Introduction to Advantage Actor-Critic method (A2C)

Today, we'll study a Reinforcement Learning method that we can call a 'hybrid method': Actor-Critic. This algorithm combines the value optimization and policy optimization approaches

PyLessons
Published March 20, 2020

Post to Facebook!

Post to Twitter

Post to Google+!

Share via LinkedIn

Share via email

Post to Reddit

Share via WhatsApp

Post to Telegram

Like tutorial Must be logged in to Like Like 0

Since the beginning of this Reinforcement Learning tutorial series, I've covered two different reinforcement learning methods: Value-based methods (Q-learning, Deep Q-learning…) and Policy-based methods (REINFORCE with Policy Gradients).

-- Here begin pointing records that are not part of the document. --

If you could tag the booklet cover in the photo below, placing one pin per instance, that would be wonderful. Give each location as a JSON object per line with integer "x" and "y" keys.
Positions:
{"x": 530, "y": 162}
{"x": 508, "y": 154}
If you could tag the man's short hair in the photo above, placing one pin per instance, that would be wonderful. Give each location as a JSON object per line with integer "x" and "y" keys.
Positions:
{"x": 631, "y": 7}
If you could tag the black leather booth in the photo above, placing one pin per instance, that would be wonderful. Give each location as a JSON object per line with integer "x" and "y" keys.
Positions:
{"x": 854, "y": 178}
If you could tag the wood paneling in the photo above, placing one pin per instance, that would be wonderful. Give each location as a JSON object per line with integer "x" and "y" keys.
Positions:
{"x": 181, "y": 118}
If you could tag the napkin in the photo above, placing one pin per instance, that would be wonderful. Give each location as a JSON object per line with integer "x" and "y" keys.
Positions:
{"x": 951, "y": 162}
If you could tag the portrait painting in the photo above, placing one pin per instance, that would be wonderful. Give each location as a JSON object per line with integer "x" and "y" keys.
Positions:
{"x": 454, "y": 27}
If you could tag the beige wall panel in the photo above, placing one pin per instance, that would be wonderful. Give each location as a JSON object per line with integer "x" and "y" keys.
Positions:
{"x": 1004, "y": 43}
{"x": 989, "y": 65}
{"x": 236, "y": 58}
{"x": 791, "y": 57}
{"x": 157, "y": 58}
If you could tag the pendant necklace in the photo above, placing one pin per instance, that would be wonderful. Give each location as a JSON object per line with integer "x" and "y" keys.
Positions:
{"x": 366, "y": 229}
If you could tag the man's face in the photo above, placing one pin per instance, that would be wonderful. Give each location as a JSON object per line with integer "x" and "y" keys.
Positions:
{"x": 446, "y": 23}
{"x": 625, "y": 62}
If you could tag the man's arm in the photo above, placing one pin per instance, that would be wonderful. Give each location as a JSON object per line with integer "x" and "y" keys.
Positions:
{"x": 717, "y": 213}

Both of these methods have considerable drawbacks. That's why, today, I'll try another type of Reinforcement Learning method, which we can call a 'hybrid method': Actor-Critic. The actor-Critic algorithm is a Reinforcement Learning agent that combines value optimization and policy optimization approaches. More specifically, the Actor-Critic combines the Q-learning and Policy Gradient algorithms. The resulting algorithm obtained at the high level involves a cycle that shares features between:

Actor: a PG algorithm that decides on an action to take;
Critic: Q-learning algorithm that critiques the action that the Actor selected, providing feedback on how to adjust. It can take advantage of efficiency tricks in Q-learning, such as memory replay.

The advantage of the Actor-Critic algorithm is that it can solve a broader range of problems than DQN, while it has a lower variance in performance relative to REINFORCE. That said, because of the presence of the PG algorithm within it, the Actor-Critic is still somewhat sampling inefficient.

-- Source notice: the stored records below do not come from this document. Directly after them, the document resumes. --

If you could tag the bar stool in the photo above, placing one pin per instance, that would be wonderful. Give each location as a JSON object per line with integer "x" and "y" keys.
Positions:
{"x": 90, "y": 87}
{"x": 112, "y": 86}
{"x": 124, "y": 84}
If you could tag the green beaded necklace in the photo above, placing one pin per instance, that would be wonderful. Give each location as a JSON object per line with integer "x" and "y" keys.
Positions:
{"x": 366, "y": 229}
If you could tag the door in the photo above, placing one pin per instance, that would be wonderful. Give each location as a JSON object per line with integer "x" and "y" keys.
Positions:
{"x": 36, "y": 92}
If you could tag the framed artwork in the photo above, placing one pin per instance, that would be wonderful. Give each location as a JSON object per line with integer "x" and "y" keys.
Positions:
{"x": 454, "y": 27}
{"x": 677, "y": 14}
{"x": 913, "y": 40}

The problem with Policy Gradients:

In my previous tutorial, we derived policy gradients and implemented the REINFORCE algorithm (also known as Monte Carlo policy gradients). There are, however, some issues with vanilla policy gradients: noisy gradients and high variance.

Recall the policy gradient function:

$∆ J (Q) = E_{τ} [\sum_{t = 0}^{T - 1} \nabla_{Q} \log π_{Q} (a_{t}, s_{t}) G_{t}]$

The REINFORCE algorithm updates the policy parameter through Monte Carlo updates (i.e., taking random samples). This introduces inherent high variability in log probabilities (log of the policy distribution) and cumulative reward values because each training trajectory can deviate from each other to great degrees. Consequently, the high variability in log probabilities and cumulative reward values will make noisy gradients and cause unstable learning and/or the policy distribution skewing to a non-optimal direction. Besides high variance of gradients, another problem with policy gradients occurs trajectories have a cumulative reward of 0. The essence of policy gradient is to increase the probabilities for "good" actions and decrease those of "bad" actions in the policy distribution; both good and bad actions will not be learned if the cumulative reward is 0. Overall, these issues contribute to the instability and slow convergence of vanilla policy gradient methods. One way to reduce variance and increase stability is subtracting the cumulative reward by a baseline b(s):

$∆ J (Q) = E_{τ} [\sum_{t = 0}^{T - 1} \nabla_{Q} \log π_{Q} (a_{t}, s_{t}) (G_{t} - b (s_{t})]$

Intuitively, making the cumulative reward smaller by subtracting it with a baseline will make smaller gradients and thus more minor and more stable updates.

How Actor-Critic works:

Imagine you play a video game with a friend that provides you some feedback. You're the Actor, and your friend is the Critic:

In the beginning, you don't know how to play, so you try some action randomly. The Critic observes your action and provides feedback. Let's first take a look at the vanilla policy gradient again to see how the Actor-Critic architecture comes in (and what it is):

$∆ J (Q) = E_{τ} [\sum_{t = 0}^{T - 1} \nabla_{Q} \log π_{Q} (a_{t}, s_{t}) G_{t}]$

We can then decompose the expectation into:

$∆ J (Q) = E_{τ} [\sum_{t = 0}^{T - 1} \nabla_{Q} \log π_{Q} (a_{t}, s_{t})] E_{r_{t + 1}, s_{t + 1}, . . ., r_{τ} s_{τ}} [G_{t}]$

The second expectation term should be familiar; it is the Q value!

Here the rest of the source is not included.